Das Album ist gefüllt mit Meditationen über Sterblichkeit und Moral, Hetfield blickt mit Klarheit auf seine Erziehung zurück, nicht mit Wut. In Hetfield’s Geschichtenerzählen steckt eine gewisse Zweckmäßigkeit, die sich in Metallica’s Hingabe widerspiegelt, „72 Seasons“ dick und heavy zu halten. Es gibt Abschweifungen – sie sind ein natürlicher Nebeneffekt einer Gruppe, die ihre Melodien komponiert, indem sie Riffs und Bewegungen zusammenfügt und einzelne Songs in Mini-Suiten verwandelt – aber es gibt keine langsamen Momente, es gibt keine Balladen: die gesamte Platte marschiert mit einem überwältigenden Volumen immer geradeaus. Es ist schwer, aber es ist nicht schmutzig oder grobkörnig. 

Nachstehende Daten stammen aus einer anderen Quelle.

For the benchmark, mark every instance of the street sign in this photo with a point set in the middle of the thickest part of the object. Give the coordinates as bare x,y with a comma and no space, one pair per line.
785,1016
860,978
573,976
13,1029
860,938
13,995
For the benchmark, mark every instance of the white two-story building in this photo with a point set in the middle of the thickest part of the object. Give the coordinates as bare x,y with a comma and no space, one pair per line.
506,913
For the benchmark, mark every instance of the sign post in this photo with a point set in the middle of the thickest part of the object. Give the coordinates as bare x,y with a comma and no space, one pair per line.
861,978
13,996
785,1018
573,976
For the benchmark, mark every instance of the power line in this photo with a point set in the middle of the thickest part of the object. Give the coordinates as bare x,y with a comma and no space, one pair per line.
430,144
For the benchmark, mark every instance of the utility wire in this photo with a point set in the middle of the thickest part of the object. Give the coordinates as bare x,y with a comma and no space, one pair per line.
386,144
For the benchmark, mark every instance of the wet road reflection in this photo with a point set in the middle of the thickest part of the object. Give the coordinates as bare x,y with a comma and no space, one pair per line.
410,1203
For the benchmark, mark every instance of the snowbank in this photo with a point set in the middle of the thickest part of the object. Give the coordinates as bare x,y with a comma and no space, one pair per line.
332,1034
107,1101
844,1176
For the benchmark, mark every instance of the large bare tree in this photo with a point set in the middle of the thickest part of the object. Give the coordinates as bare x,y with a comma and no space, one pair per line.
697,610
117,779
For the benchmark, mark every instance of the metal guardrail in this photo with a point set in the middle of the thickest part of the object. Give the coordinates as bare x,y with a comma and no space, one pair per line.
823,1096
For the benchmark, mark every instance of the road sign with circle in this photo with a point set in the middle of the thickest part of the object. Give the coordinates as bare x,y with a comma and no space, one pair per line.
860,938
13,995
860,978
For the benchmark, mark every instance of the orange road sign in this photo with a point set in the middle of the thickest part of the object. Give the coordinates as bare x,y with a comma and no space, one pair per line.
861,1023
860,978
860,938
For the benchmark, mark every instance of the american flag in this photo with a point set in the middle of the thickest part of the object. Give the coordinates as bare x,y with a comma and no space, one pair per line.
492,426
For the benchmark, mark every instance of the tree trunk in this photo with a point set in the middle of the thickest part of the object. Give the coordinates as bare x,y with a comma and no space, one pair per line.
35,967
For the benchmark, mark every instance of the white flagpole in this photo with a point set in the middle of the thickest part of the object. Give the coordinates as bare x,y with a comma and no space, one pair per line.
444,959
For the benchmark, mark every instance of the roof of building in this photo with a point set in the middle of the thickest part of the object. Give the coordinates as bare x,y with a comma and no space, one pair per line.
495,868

Metallica sind an diesem Punkt alte Profis, also bevorzugen sie eine klar artikulierte Produktion, und sie wissen, wie sie ihre Energie zurückhalten können, damit sie auf Ausdauer spielen, nicht auf Geschwindigkeit. Die Klarheit der Produktion macht es einfach zu bewundern, was Metallica mit „72 Seasons“ erreichen – das ist eine Reifung, die niemals ihre integralen Eigenschaften opfert – aber alle Songs auf einmal zu hören, kann ein wenig anstrengend sein, besonders weil das Album weit über eine Stunde hinaus schleicht. So sorgfältig konstruiert das hier ist – es gibt keinen Fehlgriff, keinen Moment der Verlegenheit, abgesehen vom abschließenden Riff in „Shadows Follow“ – ist es schwer sich nicht zu wünschen, dass es etwa ein Drittel kürzer ausgefallen wäre: Die Kraft hätte eine größere Wirkung gehabt.